Date: Sun, 17 Apr 1994 10:14:00 EDT
From: "David A. Johns" DJOHNS[AT SYMBOL GOES HERE]UFPINE.BITNET
Subject: ink pen, basement
[Natalie Maynor maynor[AT SYMBOL GOES HERE]RA.MSSTATE.EDU ]
# This discussion of "ink pen," a term I tend to associate with my
# elementary school days long ago (early '50s), has reminded me of
# the use of "basement" for a school restroom. Was that term used
# all over the U.S., or was it Southern? Presumably it got started
# from having restrooms in basements, but the term was used in my
# generation when restrooms were not in basements.
# --Natalie (maynor[AT SYMBOL GOES HERE]ra.msstate.edu)
"Can I go to the basement?" was the normal request when I was in
school in the 50s, in western Massachusetts. In my elementary school
-- um, grammar school -- the bathrooms *were* in the basement. In
high school they weren't, but I'm sure we still used the same word.
[THOMAS L CLARK tlc[AT SYMBOL GOES HERE]NEVADA.EDU ]

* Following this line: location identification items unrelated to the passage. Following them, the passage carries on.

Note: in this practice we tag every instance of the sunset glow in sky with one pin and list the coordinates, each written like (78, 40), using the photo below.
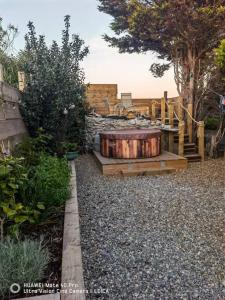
(104, 64)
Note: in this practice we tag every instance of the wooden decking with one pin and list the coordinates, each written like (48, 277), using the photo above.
(165, 163)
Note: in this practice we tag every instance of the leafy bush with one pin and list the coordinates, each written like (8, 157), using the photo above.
(212, 123)
(55, 91)
(50, 184)
(30, 148)
(21, 261)
(13, 178)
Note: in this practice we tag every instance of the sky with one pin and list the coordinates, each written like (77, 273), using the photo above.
(104, 64)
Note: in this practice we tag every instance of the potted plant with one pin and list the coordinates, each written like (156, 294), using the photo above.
(70, 150)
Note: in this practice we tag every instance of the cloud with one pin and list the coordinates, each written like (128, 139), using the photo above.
(130, 71)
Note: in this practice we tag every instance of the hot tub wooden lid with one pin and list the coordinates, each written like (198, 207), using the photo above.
(131, 134)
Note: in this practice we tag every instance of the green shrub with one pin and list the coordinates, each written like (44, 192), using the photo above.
(211, 123)
(30, 148)
(50, 184)
(21, 261)
(13, 213)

# I recall using ball-point as an adolescent (from [AT SYMBOL GOES HERE] seventh
# grade), but am pretty sure I never used "fountain" for fountain
# pen. After about the sixth grade, we weren't allowed to have
# fountain pens (1947 or 48). WWII had pretty much made the
# ball-point ubiquitous. This was in Montana.
# Cheers,
# tlc[AT SYMBOL GOES HERE]nevada.edu
Interesting. In my high school, ten years later, we still weren't
allowed to use ballpoints at all. It was probably the doing of the
local clothing merchants, who got to replace all the shirts ruined by
leaking fountain pens.
Also on INK PEN: I have yet to hear that term here in South
Georgia, even though it is definitely "pin = pen" territory. I get
lots of misspellings like SENSE for SINCE, and my favorite, I'D GO TO
ANY LINKS TO ..."
In determining rules for in-class compositions, my students always
seem to ask whether they should write IN INK or IN PENCIL.